Cabelo liso, longo e escuro. Cacheado loiro da altura dos ombros. Natural ou pintado, que diferença faz? Esmalte em cor pastel, discreto, nem sempre é timidez. Esmalte de cor vermelha grita paixão e ousadia. Pele macia perfeita para dar e receber carinho. Mãos cansadas, por vezes calejadas, do trabalho ainda conseguem ser sutis.

Mulheres são sempre audaciosas, espirituosas e prontas para qualquer desafio. Vaidosas, amorosas e delicadas. Em seus cabelos algum homem já se perdeu e até hoje vive com o cheiro de seu perfume na lembrança do toque de sua pele. O filho volta para o abraço, colo e mimos que só uma mulher chamada mãe, é capaz de dar e fazer.

Atenciosas e detalhistas, mulheres ocupam os melhores cargos. Precisam fazer malabarismo para encontrar um tempo para a família. E elas sempre dão um jeito. Outras, por escolha própria, preferem a calmaria que a correria. São tão receptivas e professoras das maneiras de agradar. Fazem mágicas com um sorriso, um olhar. Fazem delícias para o estômago. São mulheres modernas.

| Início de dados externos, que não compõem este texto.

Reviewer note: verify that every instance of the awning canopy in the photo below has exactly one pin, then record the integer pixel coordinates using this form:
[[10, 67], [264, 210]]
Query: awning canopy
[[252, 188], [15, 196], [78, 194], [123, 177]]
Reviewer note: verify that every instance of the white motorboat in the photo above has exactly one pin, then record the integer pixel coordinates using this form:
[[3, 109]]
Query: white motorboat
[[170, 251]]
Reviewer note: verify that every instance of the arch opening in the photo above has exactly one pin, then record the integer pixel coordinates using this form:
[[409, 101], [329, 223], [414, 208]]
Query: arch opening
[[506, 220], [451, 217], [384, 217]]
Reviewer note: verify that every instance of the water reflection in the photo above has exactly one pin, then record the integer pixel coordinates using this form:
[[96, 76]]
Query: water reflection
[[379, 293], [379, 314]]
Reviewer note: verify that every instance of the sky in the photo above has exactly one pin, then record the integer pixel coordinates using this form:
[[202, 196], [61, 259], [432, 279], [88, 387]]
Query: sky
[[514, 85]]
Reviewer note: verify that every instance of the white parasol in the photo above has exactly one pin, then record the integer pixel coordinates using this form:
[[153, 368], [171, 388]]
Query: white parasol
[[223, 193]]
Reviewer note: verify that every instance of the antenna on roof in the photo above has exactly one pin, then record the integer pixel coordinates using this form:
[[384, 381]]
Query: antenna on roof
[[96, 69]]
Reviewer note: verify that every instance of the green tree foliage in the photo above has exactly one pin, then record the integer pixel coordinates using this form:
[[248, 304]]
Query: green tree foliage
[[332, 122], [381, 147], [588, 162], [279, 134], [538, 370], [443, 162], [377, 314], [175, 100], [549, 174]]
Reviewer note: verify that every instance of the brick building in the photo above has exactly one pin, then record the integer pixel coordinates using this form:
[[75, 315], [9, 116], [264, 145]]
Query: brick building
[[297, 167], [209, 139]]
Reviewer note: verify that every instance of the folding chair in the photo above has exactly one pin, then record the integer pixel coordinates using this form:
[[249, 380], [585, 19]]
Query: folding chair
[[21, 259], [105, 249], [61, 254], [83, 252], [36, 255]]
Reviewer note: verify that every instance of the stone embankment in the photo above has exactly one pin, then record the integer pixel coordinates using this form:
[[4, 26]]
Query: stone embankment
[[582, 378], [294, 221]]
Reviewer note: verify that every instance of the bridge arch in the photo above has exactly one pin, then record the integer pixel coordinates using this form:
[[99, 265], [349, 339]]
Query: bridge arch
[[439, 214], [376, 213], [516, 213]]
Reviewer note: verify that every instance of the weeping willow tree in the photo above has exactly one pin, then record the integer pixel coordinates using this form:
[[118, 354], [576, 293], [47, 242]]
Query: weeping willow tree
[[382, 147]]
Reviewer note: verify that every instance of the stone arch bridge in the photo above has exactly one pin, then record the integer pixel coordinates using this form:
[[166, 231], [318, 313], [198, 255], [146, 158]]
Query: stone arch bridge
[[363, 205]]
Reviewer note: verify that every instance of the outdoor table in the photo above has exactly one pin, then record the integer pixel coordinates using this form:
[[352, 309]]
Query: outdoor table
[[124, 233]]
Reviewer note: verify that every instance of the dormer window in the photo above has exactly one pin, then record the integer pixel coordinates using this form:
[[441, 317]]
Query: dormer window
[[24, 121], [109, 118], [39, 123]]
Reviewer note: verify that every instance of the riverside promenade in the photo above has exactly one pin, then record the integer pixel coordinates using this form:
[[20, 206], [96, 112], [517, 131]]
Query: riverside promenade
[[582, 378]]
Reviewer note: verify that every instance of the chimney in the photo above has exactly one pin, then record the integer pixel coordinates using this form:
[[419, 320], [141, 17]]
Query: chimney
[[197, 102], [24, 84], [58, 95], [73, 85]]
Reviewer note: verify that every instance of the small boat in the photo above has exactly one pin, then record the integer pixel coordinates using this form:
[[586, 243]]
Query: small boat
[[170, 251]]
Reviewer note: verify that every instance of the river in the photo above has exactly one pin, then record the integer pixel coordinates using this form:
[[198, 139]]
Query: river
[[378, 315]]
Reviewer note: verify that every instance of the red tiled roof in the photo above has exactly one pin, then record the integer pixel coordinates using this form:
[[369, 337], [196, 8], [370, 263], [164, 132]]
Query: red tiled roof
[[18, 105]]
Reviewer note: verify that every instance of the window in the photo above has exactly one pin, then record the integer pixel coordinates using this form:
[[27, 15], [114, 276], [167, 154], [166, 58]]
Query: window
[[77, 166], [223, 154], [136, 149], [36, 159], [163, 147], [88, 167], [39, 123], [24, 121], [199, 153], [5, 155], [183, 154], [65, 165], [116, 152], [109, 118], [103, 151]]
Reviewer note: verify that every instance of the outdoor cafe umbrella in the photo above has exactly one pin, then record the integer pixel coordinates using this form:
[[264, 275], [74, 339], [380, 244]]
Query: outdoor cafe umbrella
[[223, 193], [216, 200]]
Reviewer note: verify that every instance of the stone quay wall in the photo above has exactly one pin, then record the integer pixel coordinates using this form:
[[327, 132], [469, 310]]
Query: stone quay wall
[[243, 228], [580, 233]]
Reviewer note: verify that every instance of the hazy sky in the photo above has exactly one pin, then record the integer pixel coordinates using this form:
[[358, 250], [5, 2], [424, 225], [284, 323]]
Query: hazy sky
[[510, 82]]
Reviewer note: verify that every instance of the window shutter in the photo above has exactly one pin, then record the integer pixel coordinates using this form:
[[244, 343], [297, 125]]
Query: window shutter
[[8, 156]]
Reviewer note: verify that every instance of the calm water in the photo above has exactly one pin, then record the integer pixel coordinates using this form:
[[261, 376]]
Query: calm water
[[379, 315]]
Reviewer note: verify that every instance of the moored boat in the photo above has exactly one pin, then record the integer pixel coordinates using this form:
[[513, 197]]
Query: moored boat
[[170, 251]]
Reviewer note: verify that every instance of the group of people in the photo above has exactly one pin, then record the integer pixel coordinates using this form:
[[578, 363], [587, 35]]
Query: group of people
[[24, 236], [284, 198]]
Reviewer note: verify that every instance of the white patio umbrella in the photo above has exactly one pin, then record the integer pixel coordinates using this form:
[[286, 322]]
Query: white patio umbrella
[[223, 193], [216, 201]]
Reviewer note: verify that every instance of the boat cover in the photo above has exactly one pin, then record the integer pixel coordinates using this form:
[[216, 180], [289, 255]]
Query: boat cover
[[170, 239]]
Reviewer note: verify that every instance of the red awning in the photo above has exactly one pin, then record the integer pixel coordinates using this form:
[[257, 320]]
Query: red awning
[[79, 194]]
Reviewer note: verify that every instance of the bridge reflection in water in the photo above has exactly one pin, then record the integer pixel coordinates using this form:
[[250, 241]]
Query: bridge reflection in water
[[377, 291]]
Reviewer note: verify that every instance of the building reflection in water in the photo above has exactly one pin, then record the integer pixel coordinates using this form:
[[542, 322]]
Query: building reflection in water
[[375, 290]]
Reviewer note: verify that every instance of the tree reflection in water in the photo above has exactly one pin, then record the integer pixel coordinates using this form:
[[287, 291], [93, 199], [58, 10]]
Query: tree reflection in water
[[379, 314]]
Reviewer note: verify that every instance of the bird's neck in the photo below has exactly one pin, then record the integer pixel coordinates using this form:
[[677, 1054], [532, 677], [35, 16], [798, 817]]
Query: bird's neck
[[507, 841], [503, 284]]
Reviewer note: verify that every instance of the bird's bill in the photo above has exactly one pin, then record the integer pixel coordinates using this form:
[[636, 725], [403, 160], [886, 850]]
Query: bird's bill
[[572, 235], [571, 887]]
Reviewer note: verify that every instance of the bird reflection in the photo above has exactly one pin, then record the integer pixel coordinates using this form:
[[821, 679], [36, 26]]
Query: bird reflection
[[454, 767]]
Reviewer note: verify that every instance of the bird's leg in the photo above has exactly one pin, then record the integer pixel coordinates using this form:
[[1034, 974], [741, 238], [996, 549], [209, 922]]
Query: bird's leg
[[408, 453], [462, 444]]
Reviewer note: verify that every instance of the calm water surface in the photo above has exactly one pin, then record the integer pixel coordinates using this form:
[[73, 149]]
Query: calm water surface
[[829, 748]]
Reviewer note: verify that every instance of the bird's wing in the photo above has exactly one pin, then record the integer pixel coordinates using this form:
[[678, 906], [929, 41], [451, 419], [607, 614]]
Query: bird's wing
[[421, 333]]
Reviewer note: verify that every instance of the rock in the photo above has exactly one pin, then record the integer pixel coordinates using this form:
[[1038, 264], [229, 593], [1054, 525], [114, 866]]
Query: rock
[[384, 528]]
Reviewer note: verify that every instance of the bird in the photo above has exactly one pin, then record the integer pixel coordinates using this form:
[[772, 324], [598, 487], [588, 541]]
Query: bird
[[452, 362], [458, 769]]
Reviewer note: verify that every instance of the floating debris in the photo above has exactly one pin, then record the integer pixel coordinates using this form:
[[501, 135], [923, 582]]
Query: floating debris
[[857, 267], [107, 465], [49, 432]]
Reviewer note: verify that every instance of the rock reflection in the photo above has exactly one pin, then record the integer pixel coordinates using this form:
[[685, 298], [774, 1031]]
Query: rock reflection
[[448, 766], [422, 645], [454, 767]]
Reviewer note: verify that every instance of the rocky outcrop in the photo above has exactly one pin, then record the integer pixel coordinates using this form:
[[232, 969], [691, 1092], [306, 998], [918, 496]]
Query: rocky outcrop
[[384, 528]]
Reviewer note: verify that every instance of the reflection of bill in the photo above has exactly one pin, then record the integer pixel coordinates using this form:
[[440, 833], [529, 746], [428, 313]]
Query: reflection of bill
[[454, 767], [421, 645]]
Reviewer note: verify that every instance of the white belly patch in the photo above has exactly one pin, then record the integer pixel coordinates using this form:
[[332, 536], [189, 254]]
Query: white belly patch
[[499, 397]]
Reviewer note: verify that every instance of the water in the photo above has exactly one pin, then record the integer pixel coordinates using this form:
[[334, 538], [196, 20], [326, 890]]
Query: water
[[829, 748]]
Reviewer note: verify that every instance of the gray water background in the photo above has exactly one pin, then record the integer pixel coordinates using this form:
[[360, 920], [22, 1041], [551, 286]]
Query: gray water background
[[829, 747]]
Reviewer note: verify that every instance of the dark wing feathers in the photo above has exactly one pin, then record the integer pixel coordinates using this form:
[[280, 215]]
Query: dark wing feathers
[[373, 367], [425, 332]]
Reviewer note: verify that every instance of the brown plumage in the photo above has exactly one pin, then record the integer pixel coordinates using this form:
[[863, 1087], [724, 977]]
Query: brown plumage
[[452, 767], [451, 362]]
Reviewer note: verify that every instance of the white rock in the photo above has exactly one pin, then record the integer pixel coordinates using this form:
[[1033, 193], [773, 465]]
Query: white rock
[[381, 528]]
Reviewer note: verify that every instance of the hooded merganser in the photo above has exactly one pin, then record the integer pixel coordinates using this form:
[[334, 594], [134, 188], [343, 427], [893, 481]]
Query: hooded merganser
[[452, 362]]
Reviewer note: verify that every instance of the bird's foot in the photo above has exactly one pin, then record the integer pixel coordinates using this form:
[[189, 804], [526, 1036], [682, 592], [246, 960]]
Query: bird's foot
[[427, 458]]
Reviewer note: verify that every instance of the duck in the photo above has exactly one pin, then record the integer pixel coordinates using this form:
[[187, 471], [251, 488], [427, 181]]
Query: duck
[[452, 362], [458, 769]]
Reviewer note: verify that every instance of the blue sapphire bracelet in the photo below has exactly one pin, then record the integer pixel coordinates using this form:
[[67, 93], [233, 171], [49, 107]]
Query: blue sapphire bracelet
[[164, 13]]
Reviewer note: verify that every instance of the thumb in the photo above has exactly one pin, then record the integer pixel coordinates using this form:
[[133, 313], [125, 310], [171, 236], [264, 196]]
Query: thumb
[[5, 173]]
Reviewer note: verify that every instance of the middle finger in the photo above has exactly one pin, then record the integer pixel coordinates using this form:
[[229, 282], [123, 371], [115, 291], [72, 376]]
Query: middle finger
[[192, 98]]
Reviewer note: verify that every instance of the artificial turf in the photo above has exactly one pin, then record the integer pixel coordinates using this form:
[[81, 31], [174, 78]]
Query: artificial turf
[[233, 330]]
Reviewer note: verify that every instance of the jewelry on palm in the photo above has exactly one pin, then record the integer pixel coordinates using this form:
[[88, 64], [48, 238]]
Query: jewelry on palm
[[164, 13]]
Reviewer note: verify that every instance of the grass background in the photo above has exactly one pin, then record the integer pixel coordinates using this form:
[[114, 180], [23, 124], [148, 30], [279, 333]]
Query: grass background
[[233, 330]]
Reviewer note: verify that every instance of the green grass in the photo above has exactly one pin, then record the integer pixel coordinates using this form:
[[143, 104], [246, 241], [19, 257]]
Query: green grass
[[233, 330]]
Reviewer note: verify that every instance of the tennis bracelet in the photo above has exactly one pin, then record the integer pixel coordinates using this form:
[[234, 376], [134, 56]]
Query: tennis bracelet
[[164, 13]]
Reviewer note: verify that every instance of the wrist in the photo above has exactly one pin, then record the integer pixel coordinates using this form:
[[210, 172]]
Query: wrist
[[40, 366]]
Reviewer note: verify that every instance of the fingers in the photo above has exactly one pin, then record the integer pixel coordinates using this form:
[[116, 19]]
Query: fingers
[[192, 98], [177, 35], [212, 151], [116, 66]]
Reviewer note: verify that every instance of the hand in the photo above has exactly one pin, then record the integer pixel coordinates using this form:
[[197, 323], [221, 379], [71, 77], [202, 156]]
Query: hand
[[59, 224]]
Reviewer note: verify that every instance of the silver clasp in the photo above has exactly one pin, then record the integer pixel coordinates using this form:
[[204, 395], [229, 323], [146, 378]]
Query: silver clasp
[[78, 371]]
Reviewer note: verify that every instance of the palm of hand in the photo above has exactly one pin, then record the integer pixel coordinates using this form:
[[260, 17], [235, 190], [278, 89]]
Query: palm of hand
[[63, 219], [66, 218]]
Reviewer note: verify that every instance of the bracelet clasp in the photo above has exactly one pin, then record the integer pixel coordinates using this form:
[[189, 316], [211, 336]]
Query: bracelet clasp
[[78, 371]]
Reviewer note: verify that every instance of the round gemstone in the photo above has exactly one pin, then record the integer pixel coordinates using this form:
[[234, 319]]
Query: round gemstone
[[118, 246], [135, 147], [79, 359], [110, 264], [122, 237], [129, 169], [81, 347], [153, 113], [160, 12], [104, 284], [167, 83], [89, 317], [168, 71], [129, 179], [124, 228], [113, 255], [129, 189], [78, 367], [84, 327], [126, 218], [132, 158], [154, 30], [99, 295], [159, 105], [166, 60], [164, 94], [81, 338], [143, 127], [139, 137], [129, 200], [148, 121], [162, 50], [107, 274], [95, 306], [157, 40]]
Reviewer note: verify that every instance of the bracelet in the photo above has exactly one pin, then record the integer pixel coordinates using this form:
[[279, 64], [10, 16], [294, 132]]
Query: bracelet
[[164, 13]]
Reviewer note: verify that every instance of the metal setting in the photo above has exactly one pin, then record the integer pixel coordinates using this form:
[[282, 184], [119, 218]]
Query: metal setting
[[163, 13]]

São mulheres guerreiras que muito já sofreram e lutaram. São mulheres que ainda são discriminadas e lutam contra a violência dentro de casa. Mulheres que conquistaram o seu espaço e buscam mais. São estas batalhadoras cheias de feitiços e encantos que dão cor ao mundo. Parabéns pelo Dia Internacional da Mulher.